La Corée du Sud cherche à renforcer ses relations en matière de défense avec l'Arabie saoudite

  • La Corée du Sud vise à devenir le quatrième exportateur mondial d'armes d'ici à 2027
  • Les principaux fabricants d'armes coréens participent au Salon mondial de la défense qui se tient jusqu’au 8 février à Riyad

SÉOUL: L'Arabie saoudite et la Corée du Sud ont signé un accord préliminaire afin d’élargir leur coopération en matière de défense, a annoncé l'agence d'achat d'armes de Séoul, alors que ce pays d'Asie de l'Est cherche à élargir son marché d'exportation pour les armes.

Le ministère saoudien de la Défense et l’Administration sud-coréenne du programme d’acquisition de la défense (Dapa), ont signé dimanche un protocole d’accord en marge du Salon mondial de la défense à Riyad.

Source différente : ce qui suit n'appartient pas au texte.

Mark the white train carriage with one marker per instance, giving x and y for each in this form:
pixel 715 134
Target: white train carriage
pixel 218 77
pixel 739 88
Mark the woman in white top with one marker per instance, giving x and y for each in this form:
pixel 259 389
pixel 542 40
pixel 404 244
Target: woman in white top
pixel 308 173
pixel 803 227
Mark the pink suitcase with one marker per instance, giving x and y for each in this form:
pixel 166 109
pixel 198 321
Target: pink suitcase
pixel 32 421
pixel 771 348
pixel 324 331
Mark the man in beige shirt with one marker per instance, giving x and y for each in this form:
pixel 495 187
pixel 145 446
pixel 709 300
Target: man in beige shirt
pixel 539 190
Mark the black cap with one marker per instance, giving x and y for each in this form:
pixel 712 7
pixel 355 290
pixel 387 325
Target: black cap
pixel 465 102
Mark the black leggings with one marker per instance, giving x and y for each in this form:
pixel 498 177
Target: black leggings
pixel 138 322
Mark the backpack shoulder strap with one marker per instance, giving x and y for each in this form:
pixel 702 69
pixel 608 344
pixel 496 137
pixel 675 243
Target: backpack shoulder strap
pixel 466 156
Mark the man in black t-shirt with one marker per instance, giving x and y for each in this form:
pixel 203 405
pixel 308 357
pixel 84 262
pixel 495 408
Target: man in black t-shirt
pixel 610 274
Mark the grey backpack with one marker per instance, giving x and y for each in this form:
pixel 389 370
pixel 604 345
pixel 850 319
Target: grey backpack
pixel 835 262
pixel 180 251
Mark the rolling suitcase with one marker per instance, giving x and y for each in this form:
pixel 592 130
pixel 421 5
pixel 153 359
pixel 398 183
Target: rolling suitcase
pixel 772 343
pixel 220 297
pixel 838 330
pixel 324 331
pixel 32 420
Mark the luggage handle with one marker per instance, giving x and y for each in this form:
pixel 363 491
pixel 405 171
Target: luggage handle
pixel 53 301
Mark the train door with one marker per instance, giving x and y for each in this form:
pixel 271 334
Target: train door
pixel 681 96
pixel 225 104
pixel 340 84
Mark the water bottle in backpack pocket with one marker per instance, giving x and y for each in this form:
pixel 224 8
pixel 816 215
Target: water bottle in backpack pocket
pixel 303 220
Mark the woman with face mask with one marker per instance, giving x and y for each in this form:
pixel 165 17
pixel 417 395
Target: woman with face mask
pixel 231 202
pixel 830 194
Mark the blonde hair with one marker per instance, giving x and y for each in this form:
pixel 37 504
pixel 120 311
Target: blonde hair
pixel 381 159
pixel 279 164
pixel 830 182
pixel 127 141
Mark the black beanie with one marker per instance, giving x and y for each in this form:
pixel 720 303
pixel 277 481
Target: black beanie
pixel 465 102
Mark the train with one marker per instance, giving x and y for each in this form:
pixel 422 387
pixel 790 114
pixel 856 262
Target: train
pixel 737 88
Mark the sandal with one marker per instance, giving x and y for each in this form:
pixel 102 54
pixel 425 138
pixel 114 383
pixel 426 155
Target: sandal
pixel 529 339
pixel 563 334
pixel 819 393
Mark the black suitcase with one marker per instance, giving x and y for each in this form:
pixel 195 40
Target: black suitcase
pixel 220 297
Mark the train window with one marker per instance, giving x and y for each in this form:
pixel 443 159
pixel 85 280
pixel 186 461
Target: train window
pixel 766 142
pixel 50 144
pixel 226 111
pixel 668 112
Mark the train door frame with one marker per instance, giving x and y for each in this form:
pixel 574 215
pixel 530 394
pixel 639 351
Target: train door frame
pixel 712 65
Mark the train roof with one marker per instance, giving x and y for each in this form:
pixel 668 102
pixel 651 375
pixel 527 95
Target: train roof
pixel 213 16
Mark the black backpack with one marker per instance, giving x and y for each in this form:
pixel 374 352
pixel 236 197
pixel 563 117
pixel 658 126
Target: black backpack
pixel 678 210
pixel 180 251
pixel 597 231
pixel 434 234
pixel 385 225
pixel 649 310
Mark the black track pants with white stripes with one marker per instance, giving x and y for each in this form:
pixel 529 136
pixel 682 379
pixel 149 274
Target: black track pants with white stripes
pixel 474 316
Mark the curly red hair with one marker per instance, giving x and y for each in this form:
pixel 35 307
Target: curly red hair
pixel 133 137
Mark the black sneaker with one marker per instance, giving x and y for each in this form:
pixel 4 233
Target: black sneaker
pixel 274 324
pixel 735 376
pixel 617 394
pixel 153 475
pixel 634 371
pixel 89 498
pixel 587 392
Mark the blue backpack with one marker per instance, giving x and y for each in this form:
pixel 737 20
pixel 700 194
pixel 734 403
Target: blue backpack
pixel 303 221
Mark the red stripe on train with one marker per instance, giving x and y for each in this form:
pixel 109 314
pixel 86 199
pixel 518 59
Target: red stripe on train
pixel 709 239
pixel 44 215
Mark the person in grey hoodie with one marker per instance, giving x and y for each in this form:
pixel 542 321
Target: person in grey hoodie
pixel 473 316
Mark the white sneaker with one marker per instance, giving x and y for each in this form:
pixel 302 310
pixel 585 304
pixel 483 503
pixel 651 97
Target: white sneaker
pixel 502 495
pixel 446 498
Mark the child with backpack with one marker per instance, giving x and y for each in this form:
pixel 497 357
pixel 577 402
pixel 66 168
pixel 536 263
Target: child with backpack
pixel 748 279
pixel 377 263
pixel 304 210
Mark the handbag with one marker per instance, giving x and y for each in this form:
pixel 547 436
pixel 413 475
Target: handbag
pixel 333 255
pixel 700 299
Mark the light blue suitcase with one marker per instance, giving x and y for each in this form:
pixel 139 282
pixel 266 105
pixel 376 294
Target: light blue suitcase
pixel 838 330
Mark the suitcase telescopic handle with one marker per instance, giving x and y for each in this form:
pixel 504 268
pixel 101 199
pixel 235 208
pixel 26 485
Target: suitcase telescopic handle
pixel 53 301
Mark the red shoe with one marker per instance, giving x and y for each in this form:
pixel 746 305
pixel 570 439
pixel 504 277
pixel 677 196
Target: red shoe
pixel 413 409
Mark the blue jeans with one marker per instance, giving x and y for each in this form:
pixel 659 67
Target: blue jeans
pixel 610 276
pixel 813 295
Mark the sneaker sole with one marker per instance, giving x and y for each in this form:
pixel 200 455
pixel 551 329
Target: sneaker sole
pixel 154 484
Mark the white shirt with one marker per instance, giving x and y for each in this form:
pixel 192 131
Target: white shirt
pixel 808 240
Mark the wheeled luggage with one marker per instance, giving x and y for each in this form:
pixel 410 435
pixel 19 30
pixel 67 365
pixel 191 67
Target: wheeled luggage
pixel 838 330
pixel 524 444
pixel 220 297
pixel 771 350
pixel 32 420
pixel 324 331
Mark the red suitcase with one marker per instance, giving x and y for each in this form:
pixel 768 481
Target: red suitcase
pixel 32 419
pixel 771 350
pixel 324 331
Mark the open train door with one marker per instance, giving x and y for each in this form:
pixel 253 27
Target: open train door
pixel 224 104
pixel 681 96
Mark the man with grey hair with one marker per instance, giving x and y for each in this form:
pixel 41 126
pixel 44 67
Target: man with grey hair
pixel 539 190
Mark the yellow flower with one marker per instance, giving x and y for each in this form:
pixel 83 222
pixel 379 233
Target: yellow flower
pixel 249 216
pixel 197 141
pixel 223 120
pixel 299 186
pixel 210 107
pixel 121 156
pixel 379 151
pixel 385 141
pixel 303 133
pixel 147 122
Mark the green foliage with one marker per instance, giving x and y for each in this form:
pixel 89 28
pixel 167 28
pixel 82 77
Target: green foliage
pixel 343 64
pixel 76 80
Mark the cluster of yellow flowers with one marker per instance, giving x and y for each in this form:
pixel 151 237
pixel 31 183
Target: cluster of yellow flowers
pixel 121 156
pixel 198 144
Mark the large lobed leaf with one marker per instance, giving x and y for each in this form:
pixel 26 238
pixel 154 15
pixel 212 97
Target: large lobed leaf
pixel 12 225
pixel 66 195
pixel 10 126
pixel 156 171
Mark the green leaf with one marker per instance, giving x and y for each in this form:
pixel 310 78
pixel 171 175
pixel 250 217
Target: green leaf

Cet accord prévoit la formation d'un comité mixte chargé de développer la coopération dans l'industrie et la technologie de défense, et de mener la recherche et la production de systèmes d'armes, a indiqué la Dapa dans un communiqué.

«Ce protocole d'accord servira de pierre angulaire pour faire progresser les relations bilatérales en direction d’un partenariat stratégique orienté vers l'avenir», a indiqué le directeur de la Dapa, Eom Dong-Hwan. «J'espère que cet accord contribuera à développer davantage les relations bilatérales, en offrant plus d'opportunités (...) de coopération en matière de défense.»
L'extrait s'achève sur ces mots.